Originally Posted By: ShoreVietam
Well of course you gotta know what you actually want to do before you start doing just something.

"Start with" was more or less ment for the point where you know what you want and you are in front of the decission of creating levels first and look how you can bring them to life or you start with simpel test levels to create your functionallity and then just replace the environment when it works.

I think the second one is better because the environment can be replaced more easily.


Of course I had a quite specific vision in my mind when I started creating Dragonrise.
I had a basic storyline and my main characters and the important points of the story where those characters meet and what results from those situations.
On the other hand I was quite sure what kind of game system I want to have (well this slightly changed after 2 years, for better without having too much to change).

So based on this (storyline, characters and game system) I started making those technical thoughts I described above.


I had a certain idea which suddenly came to my mind... over night so to say.
After thining more about it, I made a list of levels and features, without technical details.
Later I figured out the battle system in fact does not work out as great as expected. I had to change the controls, the speed of the game, the camera.
It worked better now, but still not good enough. Changed everything again, added new features I didn't think of before hoping making the gampelay better.
The whole menu system was redone at least 3 times graphic wise. The problem was I had soemthign cool in mind and it was great, but regardless what I tried, I was not able to recreate it completely.

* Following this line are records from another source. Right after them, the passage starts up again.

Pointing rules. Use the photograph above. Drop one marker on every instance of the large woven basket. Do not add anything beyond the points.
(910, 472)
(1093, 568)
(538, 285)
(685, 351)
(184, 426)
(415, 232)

My luck is I that I did the final level details after everything else was finsihed. I had a set of 4 levels with different features I used for testing. The longer I worked on it, the more I realized that I shoudl wait with graphics, as it will all look old if I need so long for coding wink

At the end I got more as I expected, but still - there are better ways to do.
Probably the best thing was experiencing how to NOT do things. Now I know better.

aybe someone can move this discussion to a separate thread? I think it's very interesting.